The story of Hulk's origins, its dark premise for the rage that is constantly within Bruce, is developed with particular attention. The anger is rooted much more than in repressed memories. It lies at the heart of Banner's genetic structure, put in there by an overzealous scientist of a father who has injected himself with a serum he has discovered because he is refused human subjects for his genetic experiments. He is a brilliant scientist working for the government, a department who happens to be under Ross.
What is transmitted to Bruce later develops into the full blown syndrome that is the Hulk. The occasion could have been a tragic accident. But as a graduate student at Berkeley Banner puts himself in harms way to save a lab mate who is about to be zapped by a dangerous dose of radiation. Banner takes the full brunt of it and as a result he is subjected to the same force of gamma rays that they had shortly determined earlier as a lethal dose for one of their lab subjects. He should have "exploded" too but it turns out that what he has "inherited" genetically from his father, has also remarkably preserved him during this accident. It has allowed him to unleash the controlled "explosions" of strength in the superhuman power and monstrous presence that is the "Hulk".
Add to this genetic inception and accident for the Hulk phenomenon, the key ingredient that triggers the phenomenon: the anger, borne out of the tragic circumstances around his parents.

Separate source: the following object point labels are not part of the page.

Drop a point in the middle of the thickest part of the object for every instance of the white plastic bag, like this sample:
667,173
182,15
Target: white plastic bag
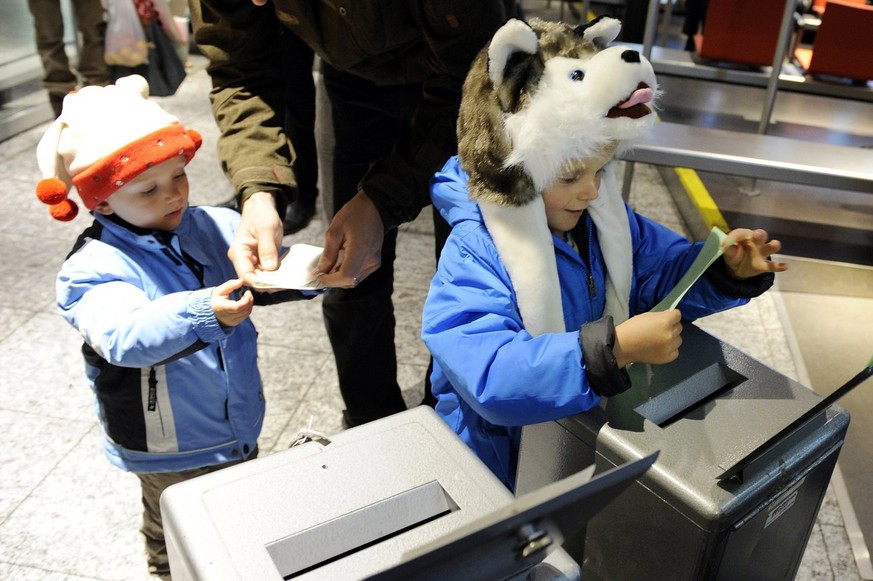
125,39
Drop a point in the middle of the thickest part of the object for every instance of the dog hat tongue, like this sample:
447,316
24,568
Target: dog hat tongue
643,95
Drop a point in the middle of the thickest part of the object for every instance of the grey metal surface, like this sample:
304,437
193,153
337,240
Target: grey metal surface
756,156
677,62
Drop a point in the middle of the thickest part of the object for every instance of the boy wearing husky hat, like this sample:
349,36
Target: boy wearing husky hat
544,287
169,349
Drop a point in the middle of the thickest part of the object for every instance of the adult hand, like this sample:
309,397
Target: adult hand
258,238
648,338
228,311
747,257
352,244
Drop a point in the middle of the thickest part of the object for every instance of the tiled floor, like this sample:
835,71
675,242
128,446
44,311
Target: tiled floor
65,513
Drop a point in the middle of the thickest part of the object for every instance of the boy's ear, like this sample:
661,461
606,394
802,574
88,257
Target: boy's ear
103,208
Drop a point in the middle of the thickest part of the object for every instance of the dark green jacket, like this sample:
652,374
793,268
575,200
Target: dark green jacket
387,41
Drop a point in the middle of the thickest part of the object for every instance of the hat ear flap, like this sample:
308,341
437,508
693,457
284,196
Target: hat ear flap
514,62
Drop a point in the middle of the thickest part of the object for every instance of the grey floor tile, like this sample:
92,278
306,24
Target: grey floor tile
81,519
43,372
11,319
35,444
31,273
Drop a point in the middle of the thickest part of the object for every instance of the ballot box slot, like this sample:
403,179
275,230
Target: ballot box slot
690,394
359,529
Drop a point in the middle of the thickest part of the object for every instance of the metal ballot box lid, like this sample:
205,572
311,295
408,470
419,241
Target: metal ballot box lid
384,499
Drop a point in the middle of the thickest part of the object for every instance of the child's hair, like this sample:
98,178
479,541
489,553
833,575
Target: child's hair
105,137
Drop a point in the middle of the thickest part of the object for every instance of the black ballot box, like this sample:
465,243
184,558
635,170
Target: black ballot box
739,480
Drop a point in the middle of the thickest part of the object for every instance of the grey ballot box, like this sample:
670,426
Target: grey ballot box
728,498
401,497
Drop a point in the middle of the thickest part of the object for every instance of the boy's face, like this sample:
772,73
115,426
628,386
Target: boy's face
568,198
154,200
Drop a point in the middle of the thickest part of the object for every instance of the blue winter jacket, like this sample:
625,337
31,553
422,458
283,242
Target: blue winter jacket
174,389
490,376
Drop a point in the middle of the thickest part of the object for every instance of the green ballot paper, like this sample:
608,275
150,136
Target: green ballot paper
708,254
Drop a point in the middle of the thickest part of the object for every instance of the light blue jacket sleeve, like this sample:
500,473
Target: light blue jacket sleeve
118,319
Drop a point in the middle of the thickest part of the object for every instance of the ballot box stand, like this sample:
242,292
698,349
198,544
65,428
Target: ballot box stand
725,500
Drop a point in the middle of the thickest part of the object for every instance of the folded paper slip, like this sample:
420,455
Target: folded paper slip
295,270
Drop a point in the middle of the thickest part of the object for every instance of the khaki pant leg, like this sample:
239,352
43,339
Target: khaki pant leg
153,485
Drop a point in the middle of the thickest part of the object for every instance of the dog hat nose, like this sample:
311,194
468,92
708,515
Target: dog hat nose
630,56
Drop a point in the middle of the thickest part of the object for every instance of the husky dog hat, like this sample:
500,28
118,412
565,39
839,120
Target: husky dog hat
539,96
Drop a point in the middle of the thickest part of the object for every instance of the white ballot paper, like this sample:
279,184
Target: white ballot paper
294,272
708,254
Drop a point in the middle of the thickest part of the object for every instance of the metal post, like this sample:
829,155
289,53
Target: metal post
651,25
778,59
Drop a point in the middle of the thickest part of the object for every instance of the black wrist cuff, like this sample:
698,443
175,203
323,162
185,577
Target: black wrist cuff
597,339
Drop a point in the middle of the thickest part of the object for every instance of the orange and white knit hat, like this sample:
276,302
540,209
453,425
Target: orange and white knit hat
105,137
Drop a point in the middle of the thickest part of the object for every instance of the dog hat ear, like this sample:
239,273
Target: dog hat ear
600,32
514,61
513,37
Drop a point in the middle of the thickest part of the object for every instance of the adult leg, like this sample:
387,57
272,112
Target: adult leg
57,78
367,121
297,61
91,21
441,230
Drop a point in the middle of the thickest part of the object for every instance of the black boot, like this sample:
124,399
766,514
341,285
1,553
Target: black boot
300,213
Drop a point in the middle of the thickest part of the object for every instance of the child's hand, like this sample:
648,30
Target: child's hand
748,255
648,338
229,312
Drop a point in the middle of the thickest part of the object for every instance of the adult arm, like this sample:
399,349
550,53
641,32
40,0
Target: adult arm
396,188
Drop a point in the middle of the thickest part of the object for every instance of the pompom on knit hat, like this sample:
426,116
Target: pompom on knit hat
105,137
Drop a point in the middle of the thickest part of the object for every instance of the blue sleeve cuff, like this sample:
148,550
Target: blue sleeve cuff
205,325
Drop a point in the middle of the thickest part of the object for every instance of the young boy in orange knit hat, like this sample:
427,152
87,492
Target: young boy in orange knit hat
169,349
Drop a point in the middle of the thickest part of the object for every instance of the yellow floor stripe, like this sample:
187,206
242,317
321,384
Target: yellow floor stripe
701,199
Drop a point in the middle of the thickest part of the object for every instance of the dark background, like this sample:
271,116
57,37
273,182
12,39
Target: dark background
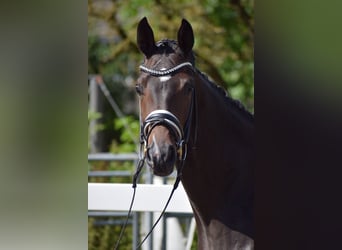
43,125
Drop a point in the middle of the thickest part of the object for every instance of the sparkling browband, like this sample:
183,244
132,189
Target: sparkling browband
164,72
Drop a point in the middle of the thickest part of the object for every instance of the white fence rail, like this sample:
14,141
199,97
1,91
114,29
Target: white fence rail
149,197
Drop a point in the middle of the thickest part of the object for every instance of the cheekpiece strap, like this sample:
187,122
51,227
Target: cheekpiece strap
165,71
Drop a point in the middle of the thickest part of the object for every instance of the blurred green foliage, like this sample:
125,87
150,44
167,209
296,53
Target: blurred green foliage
224,39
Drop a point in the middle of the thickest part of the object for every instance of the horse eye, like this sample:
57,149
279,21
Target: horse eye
139,89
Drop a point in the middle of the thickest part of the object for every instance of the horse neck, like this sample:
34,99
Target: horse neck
218,173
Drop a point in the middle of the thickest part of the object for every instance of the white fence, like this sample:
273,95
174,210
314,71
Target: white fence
150,198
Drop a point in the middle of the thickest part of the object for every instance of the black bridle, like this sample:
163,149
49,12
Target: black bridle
181,134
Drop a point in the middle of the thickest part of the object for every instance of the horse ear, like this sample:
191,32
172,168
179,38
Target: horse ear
185,37
145,38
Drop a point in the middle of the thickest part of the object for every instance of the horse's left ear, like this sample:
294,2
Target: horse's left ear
185,37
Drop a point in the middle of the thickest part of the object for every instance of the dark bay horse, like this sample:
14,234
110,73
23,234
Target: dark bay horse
189,123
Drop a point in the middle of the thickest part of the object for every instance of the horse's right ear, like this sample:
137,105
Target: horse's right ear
145,38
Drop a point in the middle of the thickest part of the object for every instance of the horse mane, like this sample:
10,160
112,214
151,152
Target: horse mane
166,44
229,100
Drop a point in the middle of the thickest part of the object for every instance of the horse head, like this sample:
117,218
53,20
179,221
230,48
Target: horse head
166,89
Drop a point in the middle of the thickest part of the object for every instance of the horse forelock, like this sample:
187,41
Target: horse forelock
168,54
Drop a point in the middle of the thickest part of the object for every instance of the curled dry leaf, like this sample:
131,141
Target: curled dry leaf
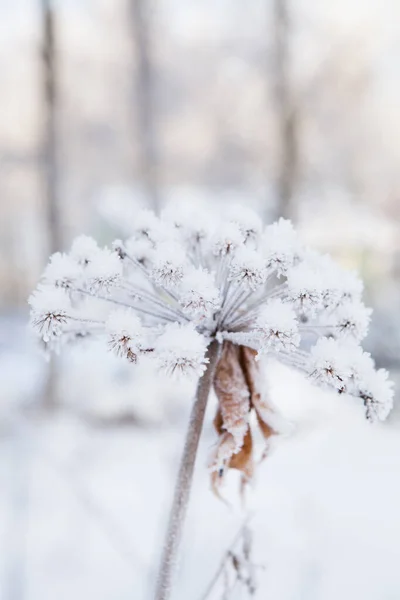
238,389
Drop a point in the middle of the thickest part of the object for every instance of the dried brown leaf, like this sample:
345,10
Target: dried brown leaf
232,392
252,373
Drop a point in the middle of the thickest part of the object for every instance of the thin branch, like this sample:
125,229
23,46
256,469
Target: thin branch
227,555
185,478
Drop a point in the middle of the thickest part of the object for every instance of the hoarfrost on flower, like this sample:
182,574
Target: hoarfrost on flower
84,249
248,267
227,239
351,320
329,365
280,246
199,296
180,350
50,308
62,271
126,335
377,392
305,289
169,265
104,272
194,276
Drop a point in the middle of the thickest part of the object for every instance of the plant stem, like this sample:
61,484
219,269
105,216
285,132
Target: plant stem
185,478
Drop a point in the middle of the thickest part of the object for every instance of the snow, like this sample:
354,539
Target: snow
93,502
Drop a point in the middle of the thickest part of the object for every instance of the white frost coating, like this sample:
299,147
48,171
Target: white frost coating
280,246
141,250
248,267
181,351
191,222
329,365
126,334
146,226
62,271
247,220
377,392
84,249
199,295
351,320
50,308
103,272
193,276
305,289
278,327
227,238
169,265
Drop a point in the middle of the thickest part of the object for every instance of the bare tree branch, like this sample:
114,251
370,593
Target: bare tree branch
185,478
288,153
144,101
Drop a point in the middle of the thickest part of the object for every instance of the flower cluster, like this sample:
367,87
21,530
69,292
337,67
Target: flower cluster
189,277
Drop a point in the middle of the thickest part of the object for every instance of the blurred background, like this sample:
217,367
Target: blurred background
290,106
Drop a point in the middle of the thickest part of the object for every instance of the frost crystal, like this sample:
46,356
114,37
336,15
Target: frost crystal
278,326
192,276
126,337
199,297
249,267
49,311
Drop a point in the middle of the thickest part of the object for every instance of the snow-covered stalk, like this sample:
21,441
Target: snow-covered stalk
259,292
185,478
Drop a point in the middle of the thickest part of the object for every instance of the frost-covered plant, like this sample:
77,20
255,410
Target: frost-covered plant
206,295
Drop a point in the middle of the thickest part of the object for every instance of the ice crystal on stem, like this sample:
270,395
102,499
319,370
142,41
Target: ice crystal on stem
205,295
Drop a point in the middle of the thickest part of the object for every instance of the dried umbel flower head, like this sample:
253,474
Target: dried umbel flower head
190,277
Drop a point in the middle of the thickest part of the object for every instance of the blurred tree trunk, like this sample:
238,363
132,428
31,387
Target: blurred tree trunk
53,220
287,121
144,101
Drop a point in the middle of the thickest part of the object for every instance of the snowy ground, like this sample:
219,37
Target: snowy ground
84,503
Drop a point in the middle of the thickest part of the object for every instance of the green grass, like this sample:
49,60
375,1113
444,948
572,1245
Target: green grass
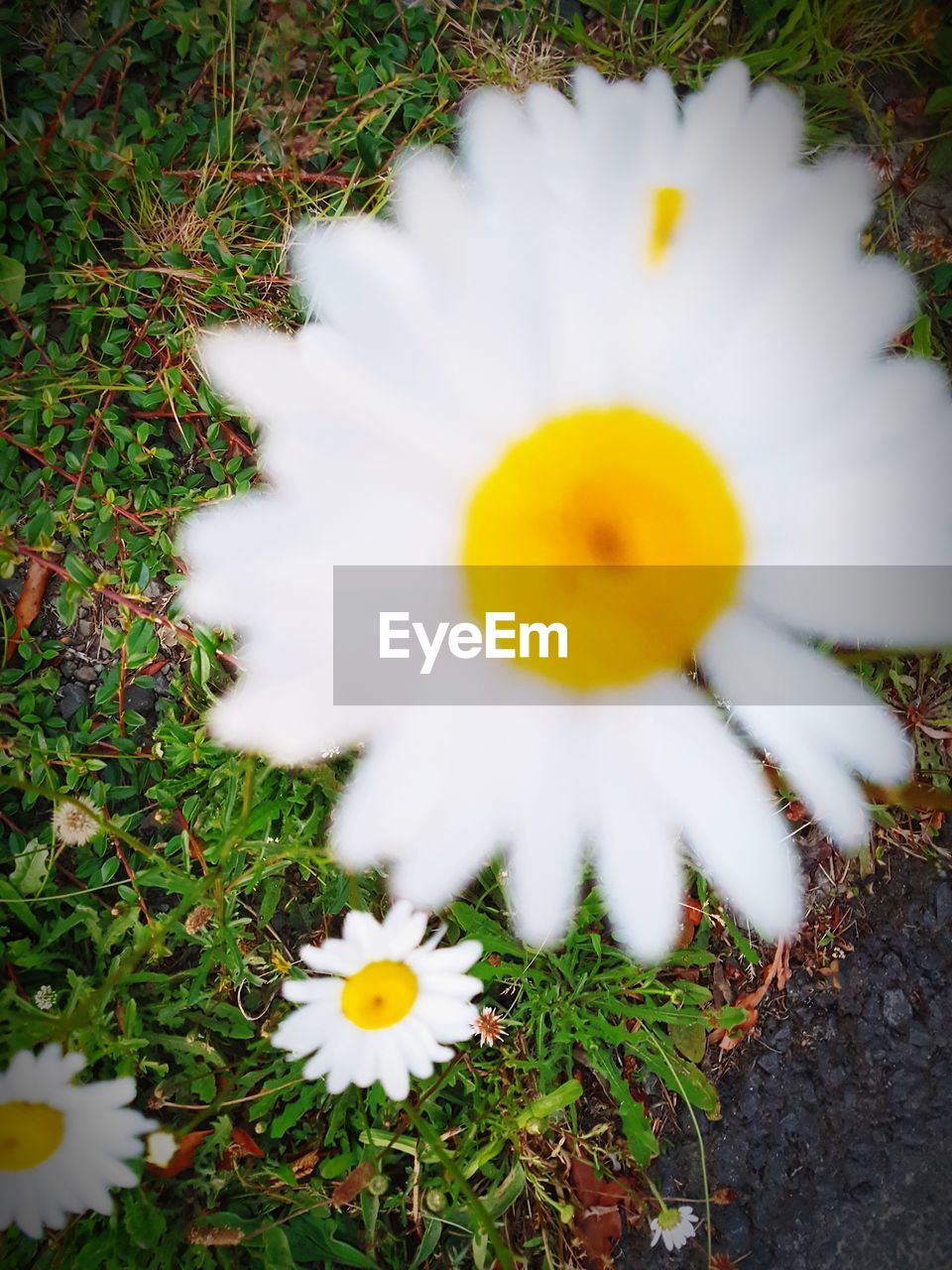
153,160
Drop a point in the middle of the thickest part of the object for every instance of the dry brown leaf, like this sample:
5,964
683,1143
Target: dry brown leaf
749,1001
214,1236
352,1185
304,1165
722,1196
184,1155
28,603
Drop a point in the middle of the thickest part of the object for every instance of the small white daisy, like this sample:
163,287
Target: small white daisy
45,997
674,1227
702,385
72,824
160,1147
388,1006
62,1146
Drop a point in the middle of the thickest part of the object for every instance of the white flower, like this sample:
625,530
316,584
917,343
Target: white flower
45,997
72,825
160,1148
62,1146
386,1007
625,330
674,1228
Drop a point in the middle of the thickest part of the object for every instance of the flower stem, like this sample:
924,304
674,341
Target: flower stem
479,1209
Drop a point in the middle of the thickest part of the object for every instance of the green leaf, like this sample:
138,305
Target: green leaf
941,158
939,100
549,1102
12,278
277,1250
689,1039
31,869
143,1219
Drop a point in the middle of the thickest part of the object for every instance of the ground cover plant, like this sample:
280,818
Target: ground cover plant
154,159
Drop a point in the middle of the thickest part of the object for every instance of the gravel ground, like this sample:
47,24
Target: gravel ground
837,1127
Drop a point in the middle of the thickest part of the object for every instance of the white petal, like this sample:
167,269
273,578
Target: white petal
714,790
638,858
756,666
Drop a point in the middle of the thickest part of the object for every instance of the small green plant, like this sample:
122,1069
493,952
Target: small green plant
154,159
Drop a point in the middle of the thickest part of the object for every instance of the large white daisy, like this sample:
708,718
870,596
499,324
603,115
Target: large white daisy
386,1003
621,331
62,1146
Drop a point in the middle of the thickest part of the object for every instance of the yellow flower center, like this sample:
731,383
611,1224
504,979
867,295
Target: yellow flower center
30,1133
666,208
606,488
380,994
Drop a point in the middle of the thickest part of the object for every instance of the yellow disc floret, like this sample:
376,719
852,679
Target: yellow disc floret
616,524
380,994
666,208
30,1133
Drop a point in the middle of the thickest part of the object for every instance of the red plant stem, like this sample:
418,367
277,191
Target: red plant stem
61,471
259,176
125,601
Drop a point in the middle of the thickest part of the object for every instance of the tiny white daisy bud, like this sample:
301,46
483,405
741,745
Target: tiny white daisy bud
434,1201
674,1227
45,997
488,1026
198,919
160,1147
72,822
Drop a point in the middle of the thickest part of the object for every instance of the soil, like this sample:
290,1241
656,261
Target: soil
837,1118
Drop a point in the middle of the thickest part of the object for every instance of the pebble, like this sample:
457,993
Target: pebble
72,698
896,1010
839,1148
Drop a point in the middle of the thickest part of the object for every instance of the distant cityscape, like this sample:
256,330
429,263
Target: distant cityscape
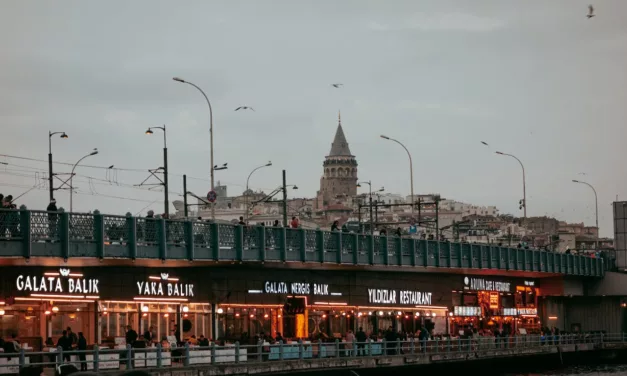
433,216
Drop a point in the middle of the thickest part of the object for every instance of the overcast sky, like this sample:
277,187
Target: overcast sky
533,78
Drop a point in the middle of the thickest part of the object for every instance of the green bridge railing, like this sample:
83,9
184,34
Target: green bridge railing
26,233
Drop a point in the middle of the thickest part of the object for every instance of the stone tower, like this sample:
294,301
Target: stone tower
339,179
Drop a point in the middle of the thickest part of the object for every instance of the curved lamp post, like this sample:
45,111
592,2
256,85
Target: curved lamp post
50,174
370,202
165,167
596,207
177,79
72,175
411,171
247,180
524,203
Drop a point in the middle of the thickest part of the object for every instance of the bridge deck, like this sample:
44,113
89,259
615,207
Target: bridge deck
38,234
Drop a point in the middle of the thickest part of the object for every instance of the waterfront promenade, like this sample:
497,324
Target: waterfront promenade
94,237
264,358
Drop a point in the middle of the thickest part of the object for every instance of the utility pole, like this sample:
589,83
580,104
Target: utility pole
185,194
284,201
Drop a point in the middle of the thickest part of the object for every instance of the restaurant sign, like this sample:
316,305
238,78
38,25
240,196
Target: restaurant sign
483,284
61,282
164,285
295,288
404,297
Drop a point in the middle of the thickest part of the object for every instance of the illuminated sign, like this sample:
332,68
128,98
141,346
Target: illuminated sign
164,285
296,288
528,311
466,311
482,284
404,297
510,312
62,282
494,300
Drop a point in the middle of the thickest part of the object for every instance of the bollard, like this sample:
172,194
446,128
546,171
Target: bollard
129,357
22,359
159,356
96,358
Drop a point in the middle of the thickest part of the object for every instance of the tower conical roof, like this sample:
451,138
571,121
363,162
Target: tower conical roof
339,147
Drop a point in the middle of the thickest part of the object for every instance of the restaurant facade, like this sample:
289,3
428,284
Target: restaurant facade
240,303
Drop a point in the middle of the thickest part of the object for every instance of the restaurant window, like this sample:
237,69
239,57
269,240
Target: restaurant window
245,324
20,319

This foundation of the creation of Hulk is a small part of this film. Where the film really succeeds is in the filmic elements put together with Ang Lee's unerring eye. The chemistry between Bana and Connelly, Lee's wonderful talent of telling the human story while also showing us his wizardry with film technology, the otherworldy quality of the CGI generated Hulk, and his penchant for getting into the heart of the mythology that makes the Hulk story captivating is nothing short of remarkable. There was a chorus of booing at the CGI of Hulk, its apparent overt greenness and its unnaturalness. We see glimmers of this but they are the brief visions of Hulk's otherworldly mystery. The Hulk created for us is extraordinary. It is real, it is human, it takes an admirable hold on our emotions. The criticism is largely unjustified because the purported artificiality stems out of expectations that should have not been there. Simply put, if the imagination of Lee and his crew admirably and creatively differed from what the comic book purists may have had in mind that is hardly a basis for adequate criticism. At any rate the combination of inspired special effects, the touch of humanity that Ang Lee brings to the Hulk story, and Lee's artistically drawing from the darker undertones of this mythical tale makes this version of Hulk a more profound rendition of the story than the so called improved version with Ed Norton and Tim Roth.
It takes about 45 minutes for Hulk to arrive on center stage, and an hour for the emotional story of Hulk to emerge. The next hour after that is a tour-de-force of special effects. A glorious chase of Hulk by Ross and his army of pursuers across the deserts of California is both an adrenalin rush and deeply touching; there is the touch of the tragic in all this spectacle. Hulk's escape from captivity from an elaborately constructed laboratory deep under the Mojave desert, an impregnable enclave, is one of the more kinetic sequences on record in film. The subsequent chase away from tanks, helicopters, missiles showcases Hulk's great invulnerability. But all this is a prelude to the final visionary human piece, and the great showdown between Banner, and his ultimate nemesis, his father.
The last scene that promises a sequel of course never came to be. It would have been wonderful to see this team return but it was not to be. A small tragedy in Hollywood and for the audience.
Bana, Connelly, were just great. Ang Lee once again shows us the reach of his talent. There is nothing this great filmmaker just cannot do.